它们是由大量的气体和吸积盘中的尘埃形成的。

Outer regions of an accretion disk can be unstable, gravitationally unstable,

吸积盘的外部区域可能不稳定，引力不稳定，

which is what causes these clumps to form, and in some cases, grow into proto-planets.

这就是导致这些气团形成的原因，并且在某些情况下，它们会成长为原行星。

Over time, dust particles within a gas clump coalesce, bond together and eventually fall toward the center, creating a core.

随着时间的推移，气体团中的尘埃颗粒凝聚，结合在一起，向中心跌落，形成一个核心。

Once this happens, the gas clump grows relatively quickly, as its gravity pulls in more and more gas and dust particles.

一旦这种情况发生，当它的重力吸引越来越多的气体和尘埃颗粒，气团就会相对迅速地积聚变大。

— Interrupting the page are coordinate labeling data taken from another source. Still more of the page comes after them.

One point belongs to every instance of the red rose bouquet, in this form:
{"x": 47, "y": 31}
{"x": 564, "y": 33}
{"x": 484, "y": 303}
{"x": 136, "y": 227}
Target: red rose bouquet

And this whole process can theoretically happen within one hundred thousand years.

这整个过程在理论上可以在十万年内发生。

Student: That's amazingly fast! So, which theory's correct?

学生：这简直太快了！那么，哪个理论是正确的呢？

Professor: That's the debate.

教授：这就是争论所在。

Most of my colleagues favor core accretion.

我的大多数同事都倾向于核心吸积理论。

Personally, I think the accretion theory works for the formation of rocky planets,

就我个人而言，我认为吸积理论适用于岩石行星的形成，

but not necessarily for gas planets.

但不一定适用于气体行星。

A major problem is that gas giants like Jupiter and Saturn would take too long to form through core accretion.

一个主要的问题是像木星和土星这样的气态巨行星需要很长时间才能形成核心的吸积。

Core accretion would take several million years.

核心的吸积需要几百万年的时间。

But observations of other star systems indicate that the disk's gas disappears more quickly than that.

但是对其他恒星系统的观测表明，吸积盘中的气体消失得比这更快。

Whatever is not drawn into planets ends up dissipated and evaporated by solar, wind and radiation from nearby stars.

任何没有被吸引到行星上的东西最终都会被附近的恒星产生的太阳能、风和辐射所蒸发掉。

So basically, a baby Jupiter would run out of gas before it grew up.

所以基本上，一个小木星在它成熟之前就会耗尽气体。

But the disk instability theory, well, the timing is right.

但吸积盘不稳定理论，好吧，时机是正确的。

That process is fast enough to finish before the gas runs out.

这个过程足够快，能够在气体耗尽之前完成。